Scan operations are preferable to Get operations for retrieving discontinuous keys, even though the Scan result is bound to also include data points that are not part of the response data set. It is more efficient to Get one row with n data points than n rows with one data point each [12]. It is advisable to narrow the range of queried columns with the Filter mechanism. The number of rows to be scanned for a query should not exceed the scan cache size, which depends on client and server memory. Otherwise, it is better to split the query into several sub-queries. When there are too many unrelated rows within the defined scan range, splitting one query into multiple sub-queries with multiple Scan operations is more efficient than one query with Filter mechanism to retrieve rows one by one.

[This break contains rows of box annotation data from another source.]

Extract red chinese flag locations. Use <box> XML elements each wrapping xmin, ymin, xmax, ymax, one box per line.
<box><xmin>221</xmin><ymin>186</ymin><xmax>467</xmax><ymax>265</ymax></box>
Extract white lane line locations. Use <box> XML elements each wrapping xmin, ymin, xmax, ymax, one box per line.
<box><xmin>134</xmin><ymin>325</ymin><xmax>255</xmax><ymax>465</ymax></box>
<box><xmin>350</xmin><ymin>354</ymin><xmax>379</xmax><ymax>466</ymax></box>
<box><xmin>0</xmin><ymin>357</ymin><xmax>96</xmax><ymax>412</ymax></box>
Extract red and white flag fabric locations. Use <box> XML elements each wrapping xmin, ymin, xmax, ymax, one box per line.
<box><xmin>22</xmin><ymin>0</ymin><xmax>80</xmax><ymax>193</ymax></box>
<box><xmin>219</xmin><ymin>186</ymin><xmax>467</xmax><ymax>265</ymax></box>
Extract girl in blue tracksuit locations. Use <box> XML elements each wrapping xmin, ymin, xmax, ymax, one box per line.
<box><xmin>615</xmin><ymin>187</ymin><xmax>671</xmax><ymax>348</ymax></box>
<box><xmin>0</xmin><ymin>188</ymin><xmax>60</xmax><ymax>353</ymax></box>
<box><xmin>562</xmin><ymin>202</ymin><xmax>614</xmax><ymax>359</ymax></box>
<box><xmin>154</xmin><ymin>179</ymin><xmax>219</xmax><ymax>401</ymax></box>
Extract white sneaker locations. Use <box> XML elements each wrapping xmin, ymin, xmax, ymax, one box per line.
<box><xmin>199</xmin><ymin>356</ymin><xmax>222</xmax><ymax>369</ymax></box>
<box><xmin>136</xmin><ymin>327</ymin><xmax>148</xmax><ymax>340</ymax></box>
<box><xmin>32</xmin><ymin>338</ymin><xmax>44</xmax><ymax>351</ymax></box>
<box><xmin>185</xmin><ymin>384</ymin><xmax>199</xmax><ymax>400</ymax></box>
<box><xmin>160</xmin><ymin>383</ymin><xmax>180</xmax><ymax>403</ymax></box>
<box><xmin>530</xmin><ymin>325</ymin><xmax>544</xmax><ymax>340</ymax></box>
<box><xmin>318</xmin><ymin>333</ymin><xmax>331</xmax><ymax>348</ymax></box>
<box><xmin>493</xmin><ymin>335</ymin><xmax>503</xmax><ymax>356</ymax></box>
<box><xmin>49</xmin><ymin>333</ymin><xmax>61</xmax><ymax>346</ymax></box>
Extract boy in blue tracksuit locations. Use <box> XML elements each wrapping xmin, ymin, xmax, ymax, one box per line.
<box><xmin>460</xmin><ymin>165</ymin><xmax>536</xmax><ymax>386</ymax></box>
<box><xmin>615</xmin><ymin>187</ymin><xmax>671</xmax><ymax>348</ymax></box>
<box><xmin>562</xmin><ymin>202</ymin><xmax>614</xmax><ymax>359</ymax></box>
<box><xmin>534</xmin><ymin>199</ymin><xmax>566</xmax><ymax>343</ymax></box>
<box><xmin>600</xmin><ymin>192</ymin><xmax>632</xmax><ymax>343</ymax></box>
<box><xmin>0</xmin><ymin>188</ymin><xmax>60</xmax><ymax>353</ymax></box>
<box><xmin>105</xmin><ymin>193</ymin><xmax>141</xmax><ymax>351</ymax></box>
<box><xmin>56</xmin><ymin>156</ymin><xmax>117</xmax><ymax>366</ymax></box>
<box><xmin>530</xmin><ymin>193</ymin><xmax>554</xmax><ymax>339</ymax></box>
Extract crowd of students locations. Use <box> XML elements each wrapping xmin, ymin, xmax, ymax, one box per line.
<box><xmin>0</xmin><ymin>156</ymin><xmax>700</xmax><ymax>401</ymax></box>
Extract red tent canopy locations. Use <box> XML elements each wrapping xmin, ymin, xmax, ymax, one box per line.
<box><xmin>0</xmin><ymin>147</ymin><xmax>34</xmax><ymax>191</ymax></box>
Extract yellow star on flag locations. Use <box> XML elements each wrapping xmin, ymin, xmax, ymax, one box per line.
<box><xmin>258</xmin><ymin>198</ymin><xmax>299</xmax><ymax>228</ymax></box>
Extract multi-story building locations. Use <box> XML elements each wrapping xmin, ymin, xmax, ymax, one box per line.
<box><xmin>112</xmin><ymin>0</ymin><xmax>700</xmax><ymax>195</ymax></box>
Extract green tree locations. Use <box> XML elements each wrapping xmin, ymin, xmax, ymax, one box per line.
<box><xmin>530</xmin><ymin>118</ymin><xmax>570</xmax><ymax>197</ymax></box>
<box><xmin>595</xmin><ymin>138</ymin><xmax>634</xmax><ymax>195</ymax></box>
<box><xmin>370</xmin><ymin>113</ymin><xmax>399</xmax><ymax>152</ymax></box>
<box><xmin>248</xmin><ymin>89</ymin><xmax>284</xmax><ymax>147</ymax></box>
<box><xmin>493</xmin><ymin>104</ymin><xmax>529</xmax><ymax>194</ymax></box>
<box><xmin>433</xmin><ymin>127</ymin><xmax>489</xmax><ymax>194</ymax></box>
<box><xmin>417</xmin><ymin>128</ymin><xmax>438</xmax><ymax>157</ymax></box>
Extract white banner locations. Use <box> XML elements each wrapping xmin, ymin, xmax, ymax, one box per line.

The Scan operation is preferable for small queries, while Coprocessor should be used for large queries.
Can be flexibly configured and extended 1) The quad-tree index can be replaced by the hash code of each sub-space 2) The point-based quad-tree index method is employed. 3) The granularity in the second stage can be varied from sub-space to sub-space based on the various densities. Therefore, HGrid is more scalable and suitable for both homogeneously covered and discontinuous spaces.